Rachel Reeves said Labour’s plan for the country was “proudly pro-worker and proudly pro-business”.
Speaking at an event in Bury, the MP for Leeds West said: “Under Keir Starmer’s leadership, Labour has changed, but so too have the Conservatives.
“The Conservatives once called themselves the party of business. That’s a distant memory.
“When the Prime Minister said, ‘F business’, I thought it was a throwaway remark.
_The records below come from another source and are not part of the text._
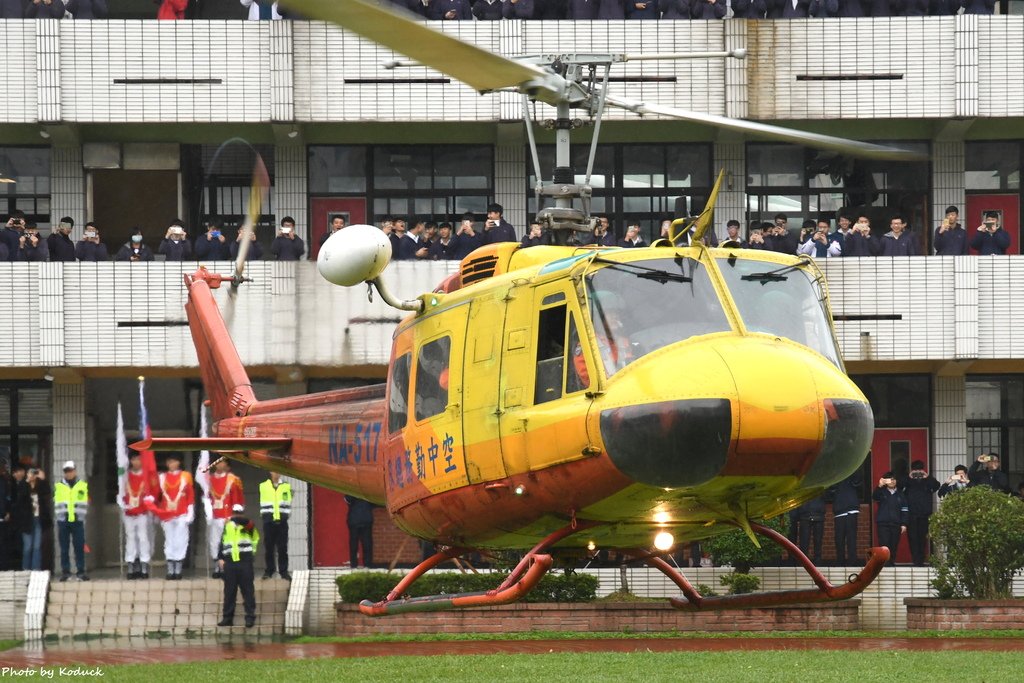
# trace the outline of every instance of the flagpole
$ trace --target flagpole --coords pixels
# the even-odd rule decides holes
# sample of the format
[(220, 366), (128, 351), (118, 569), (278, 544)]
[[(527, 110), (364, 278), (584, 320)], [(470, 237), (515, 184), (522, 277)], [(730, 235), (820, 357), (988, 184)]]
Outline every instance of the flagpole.
[(117, 528), (119, 533), (118, 538), (118, 549), (117, 549), (117, 564), (118, 571), (121, 579), (124, 580), (124, 552), (125, 543), (128, 540), (127, 530), (124, 525), (124, 508), (121, 506), (124, 504), (124, 489), (126, 475), (126, 461), (128, 459), (128, 439), (124, 433), (124, 415), (121, 412), (121, 401), (117, 402), (117, 442), (116, 442), (116, 453), (114, 457), (117, 459)]

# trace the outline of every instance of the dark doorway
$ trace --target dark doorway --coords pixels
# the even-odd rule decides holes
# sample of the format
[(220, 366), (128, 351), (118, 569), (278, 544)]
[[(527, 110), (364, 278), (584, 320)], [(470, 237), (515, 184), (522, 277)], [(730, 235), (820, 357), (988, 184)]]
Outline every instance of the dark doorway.
[(93, 171), (92, 203), (111, 258), (135, 226), (142, 228), (143, 241), (156, 253), (167, 226), (178, 217), (178, 172)]

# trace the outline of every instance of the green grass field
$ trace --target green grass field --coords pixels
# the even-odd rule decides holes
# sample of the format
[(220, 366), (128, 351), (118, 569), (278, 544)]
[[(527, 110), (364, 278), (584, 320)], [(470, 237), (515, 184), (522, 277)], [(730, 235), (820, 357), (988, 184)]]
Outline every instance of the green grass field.
[[(442, 650), (442, 648), (439, 648)], [(103, 667), (105, 681), (808, 681), (1018, 680), (1019, 653), (709, 652), (226, 661)]]
[(10, 650), (12, 647), (18, 647), (19, 645), (21, 645), (20, 640), (0, 640), (0, 652)]

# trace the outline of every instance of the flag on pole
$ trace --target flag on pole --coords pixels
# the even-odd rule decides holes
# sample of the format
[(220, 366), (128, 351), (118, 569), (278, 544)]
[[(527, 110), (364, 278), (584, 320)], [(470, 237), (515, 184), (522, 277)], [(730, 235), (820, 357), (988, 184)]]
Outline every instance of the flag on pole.
[[(206, 433), (206, 406), (199, 404), (199, 436), (205, 439)], [(213, 519), (213, 504), (210, 502), (210, 451), (199, 451), (199, 464), (196, 466), (196, 481), (199, 488), (203, 490), (203, 511), (206, 513), (206, 521)]]
[(124, 501), (125, 479), (128, 472), (128, 438), (124, 434), (124, 416), (121, 402), (117, 402), (117, 504)]
[[(139, 376), (139, 435), (144, 439), (153, 436), (153, 430), (149, 428), (149, 416), (146, 414), (146, 378)], [(142, 451), (142, 471), (148, 475), (152, 484), (152, 490), (160, 488), (156, 476), (156, 455), (153, 451)]]

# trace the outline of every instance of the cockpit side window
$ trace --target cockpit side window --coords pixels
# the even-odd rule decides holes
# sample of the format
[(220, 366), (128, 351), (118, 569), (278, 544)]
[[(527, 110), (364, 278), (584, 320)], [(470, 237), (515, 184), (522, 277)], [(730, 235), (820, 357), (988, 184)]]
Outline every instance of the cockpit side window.
[(416, 358), (416, 421), (440, 415), (448, 407), (448, 366), (452, 338), (441, 337), (420, 347)]
[(391, 368), (388, 386), (388, 433), (397, 432), (409, 422), (409, 365), (412, 354), (398, 357)]
[(533, 392), (535, 404), (562, 397), (566, 315), (565, 304), (541, 309), (537, 325), (537, 382)]

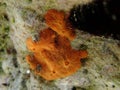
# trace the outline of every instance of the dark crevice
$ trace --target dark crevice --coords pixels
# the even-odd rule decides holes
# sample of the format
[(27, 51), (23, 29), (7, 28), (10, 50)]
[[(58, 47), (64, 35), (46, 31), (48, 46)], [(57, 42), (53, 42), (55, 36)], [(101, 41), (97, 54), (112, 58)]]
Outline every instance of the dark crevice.
[(94, 0), (87, 5), (74, 6), (71, 24), (94, 35), (120, 40), (120, 7), (118, 0)]

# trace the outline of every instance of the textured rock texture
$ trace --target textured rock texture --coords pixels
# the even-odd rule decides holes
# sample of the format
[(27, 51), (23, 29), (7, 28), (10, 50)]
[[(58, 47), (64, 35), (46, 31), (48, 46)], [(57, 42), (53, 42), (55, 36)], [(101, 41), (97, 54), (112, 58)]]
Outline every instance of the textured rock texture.
[(68, 13), (73, 5), (90, 1), (0, 0), (6, 4), (9, 44), (12, 43), (8, 44), (10, 48), (2, 60), (4, 75), (0, 76), (0, 90), (71, 90), (73, 87), (76, 90), (120, 90), (120, 42), (112, 38), (76, 30), (77, 37), (71, 45), (77, 50), (87, 49), (89, 56), (83, 60), (78, 72), (63, 79), (46, 81), (36, 76), (26, 63), (25, 56), (30, 53), (26, 48), (26, 38), (33, 36), (36, 39), (38, 32), (47, 27), (43, 15), (48, 9)]

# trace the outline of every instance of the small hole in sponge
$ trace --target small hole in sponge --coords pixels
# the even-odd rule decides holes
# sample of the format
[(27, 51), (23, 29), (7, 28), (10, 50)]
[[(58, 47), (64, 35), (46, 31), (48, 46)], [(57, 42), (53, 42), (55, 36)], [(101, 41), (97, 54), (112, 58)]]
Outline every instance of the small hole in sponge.
[(32, 48), (33, 51), (35, 51), (35, 48)]
[(52, 71), (50, 75), (53, 76), (54, 74), (56, 74), (56, 72), (55, 72), (55, 71)]
[(70, 63), (68, 61), (65, 62), (65, 65), (68, 66)]
[(55, 71), (53, 71), (53, 73), (55, 74), (56, 72), (55, 72)]

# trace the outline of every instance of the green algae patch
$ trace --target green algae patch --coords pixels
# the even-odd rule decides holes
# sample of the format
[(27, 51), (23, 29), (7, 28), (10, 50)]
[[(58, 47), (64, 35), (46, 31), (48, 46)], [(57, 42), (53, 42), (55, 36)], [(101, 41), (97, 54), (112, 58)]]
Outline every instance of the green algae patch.
[(2, 61), (6, 53), (9, 38), (9, 18), (6, 14), (6, 4), (0, 2), (0, 74), (3, 73)]
[[(7, 42), (9, 41), (9, 24), (5, 17), (5, 14), (0, 15), (0, 57), (5, 53), (7, 48)], [(1, 60), (1, 58), (0, 58)]]

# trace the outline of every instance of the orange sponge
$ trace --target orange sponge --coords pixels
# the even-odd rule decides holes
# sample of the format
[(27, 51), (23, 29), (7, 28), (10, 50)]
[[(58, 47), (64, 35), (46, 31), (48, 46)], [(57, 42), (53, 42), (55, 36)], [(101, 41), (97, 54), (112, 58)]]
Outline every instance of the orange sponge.
[(81, 66), (80, 59), (87, 57), (87, 51), (72, 49), (70, 40), (75, 34), (66, 26), (63, 12), (50, 10), (46, 15), (51, 29), (42, 30), (38, 41), (27, 39), (27, 47), (33, 55), (28, 55), (26, 60), (37, 75), (46, 80), (55, 80), (75, 73)]
[(45, 14), (45, 20), (46, 24), (51, 27), (52, 30), (61, 36), (67, 37), (69, 40), (73, 40), (75, 38), (75, 32), (72, 30), (67, 16), (63, 11), (51, 9)]

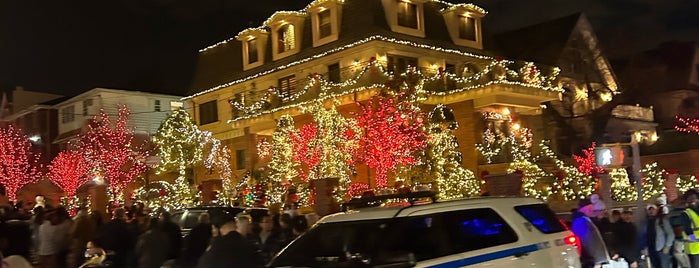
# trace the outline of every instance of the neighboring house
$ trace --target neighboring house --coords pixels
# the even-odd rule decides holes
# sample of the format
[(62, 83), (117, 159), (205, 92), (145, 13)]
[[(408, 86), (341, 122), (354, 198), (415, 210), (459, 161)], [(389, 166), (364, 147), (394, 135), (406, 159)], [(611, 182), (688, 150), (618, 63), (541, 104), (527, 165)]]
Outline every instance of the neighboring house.
[(675, 130), (675, 116), (699, 118), (699, 43), (668, 42), (614, 60), (619, 80), (634, 88), (636, 103), (653, 107), (658, 142), (642, 148), (644, 162), (657, 161), (681, 174), (699, 173), (699, 138)]
[[(192, 95), (185, 100), (200, 128), (231, 149), (231, 166), (240, 176), (264, 164), (256, 144), (274, 132), (281, 115), (294, 116), (297, 127), (309, 123), (299, 107), (332, 95), (341, 102), (338, 110), (349, 116), (357, 111), (357, 101), (376, 95), (388, 81), (380, 68), (367, 66), (377, 63), (393, 73), (414, 67), (424, 82), (423, 110), (439, 103), (453, 109), (462, 164), (477, 172), (483, 163), (475, 144), (483, 141), (486, 121), (492, 119), (484, 119), (484, 113), (511, 112), (536, 135), (545, 135), (541, 104), (559, 100), (562, 86), (581, 87), (578, 69), (563, 68), (556, 79), (552, 67), (565, 63), (568, 44), (582, 43), (586, 55), (596, 59), (590, 68), (598, 75), (590, 83), (616, 90), (583, 16), (565, 19), (569, 23), (559, 31), (564, 39), (557, 40), (562, 43), (556, 51), (536, 44), (516, 51), (539, 41), (528, 34), (503, 35), (501, 42), (518, 43), (498, 46), (498, 39), (485, 40), (494, 45), (484, 49), (486, 15), (472, 4), (436, 0), (316, 0), (301, 11), (276, 12), (263, 25), (200, 50)], [(552, 54), (527, 57), (535, 53)], [(512, 63), (499, 65), (508, 60)], [(321, 80), (328, 84), (318, 86)], [(368, 168), (356, 170), (355, 180), (366, 182)], [(197, 174), (198, 183), (218, 179)]]
[(91, 89), (54, 106), (58, 111), (58, 136), (52, 142), (61, 149), (67, 148), (100, 109), (116, 119), (121, 105), (126, 105), (131, 112), (128, 126), (138, 139), (146, 139), (158, 130), (171, 110), (182, 107), (179, 99), (179, 96), (142, 91)]

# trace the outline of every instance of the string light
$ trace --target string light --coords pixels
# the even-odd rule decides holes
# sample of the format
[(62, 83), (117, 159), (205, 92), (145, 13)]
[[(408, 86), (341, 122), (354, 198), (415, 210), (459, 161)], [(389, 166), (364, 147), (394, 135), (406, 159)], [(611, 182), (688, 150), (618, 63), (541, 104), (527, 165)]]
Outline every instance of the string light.
[(267, 164), (271, 190), (269, 192), (272, 203), (280, 203), (284, 198), (289, 185), (298, 177), (299, 164), (294, 161), (293, 142), (291, 133), (294, 131), (294, 118), (290, 115), (282, 115), (277, 122), (277, 129), (272, 134), (271, 160)]
[(41, 177), (38, 160), (29, 137), (20, 129), (0, 128), (0, 183), (9, 200), (16, 200), (17, 190)]
[(595, 159), (595, 148), (597, 144), (592, 142), (589, 148), (583, 150), (584, 156), (573, 155), (573, 159), (578, 164), (578, 170), (585, 175), (592, 175), (593, 172), (604, 172), (604, 168), (597, 165)]
[(679, 115), (675, 116), (677, 119), (677, 125), (675, 125), (675, 130), (684, 133), (696, 133), (699, 134), (699, 118), (686, 118)]

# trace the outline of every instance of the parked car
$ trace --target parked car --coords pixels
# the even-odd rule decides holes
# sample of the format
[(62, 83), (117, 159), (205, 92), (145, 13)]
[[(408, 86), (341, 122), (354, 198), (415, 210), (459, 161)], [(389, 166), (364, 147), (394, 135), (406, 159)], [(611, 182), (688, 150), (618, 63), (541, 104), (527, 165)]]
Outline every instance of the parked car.
[(580, 267), (577, 246), (537, 199), (409, 202), (326, 216), (268, 266), (568, 268)]
[(208, 212), (211, 223), (220, 225), (225, 219), (235, 217), (238, 213), (247, 212), (253, 221), (257, 221), (267, 214), (266, 208), (246, 208), (246, 207), (193, 207), (177, 210), (170, 215), (170, 219), (177, 223), (182, 229), (182, 235), (187, 235), (189, 231), (199, 222), (199, 216)]

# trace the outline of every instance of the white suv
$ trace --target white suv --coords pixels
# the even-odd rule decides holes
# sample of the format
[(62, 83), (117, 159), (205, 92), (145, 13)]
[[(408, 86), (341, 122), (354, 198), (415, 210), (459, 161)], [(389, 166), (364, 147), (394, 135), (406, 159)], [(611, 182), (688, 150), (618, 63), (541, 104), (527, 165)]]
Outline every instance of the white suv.
[(533, 198), (413, 202), (326, 216), (268, 266), (580, 267), (576, 242)]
Little did I know it would be the central organising principle of his government.”
Ms Reeves accused the Conservatives of being “the party of high taxation because they are the party of low growth”.
Setting out Labour’s plan for the economy, she said: “Now is the wrong time to raise taxes on ordinary working people.
“Labour would keep bills down by cutting VAT on energy and expanding the Warm Homes Discount (Scheme), taking at least £200 off the typical bill – with up to £400 in additional support for low and middle earners and pensioners – paid for by a windfall tax on North Sea oil and gas profits.”
Ms Reeves said Labour would support high streets by “abolishing business rates and replacing them with a fair system that levels the playing field between online multinationals and high street businesses”.
She added: “Labour would start now with our plan to create apprenticeship opportunities for young people, which could have seen 100,000 extra apprenticeships created this year, to drive our economic recovery.”
She emphasised Labour’s climate investment pledge of £28 billion for each year of the decade “to ensure the industries and jobs of the future are found all across Britain”.
A Labour future, she said, would entail “gigafactories to build batteries for electric vehicles, a thriving hydrogen industry, offshore wind with turbines made in Britain, planting trees and building flood defences, getting energy bills down and guaranteeing Britain’s energy security, and allowing our economy to adapt as we drive down our carbon emissions”.
Ms Reeves went on to say Labour would “champion British businesses at home and abroad”.
She said: “The first step is to make Brexit work for the British people – addressing the flaws in the Tories’ deal that are hitting our food and drinks manufacturers, creative industries, and professionals.
“We will build on the UK-EU trade deal in the interests of British businesses to cut red tape and make life easier for our exporters.”
Ms Reeves was joined at the event by Christian Wakeford, the Tory MP who defected to Labour on Wednesday.
She began the speech by saying: “It is particularly fitting to welcome Bury South’s own Christian Wakeford to the Labour Party.
“Christian, like so many others, sees that our country needs Keir Starmer’s leadership and a Labour government now more than ever,” she said.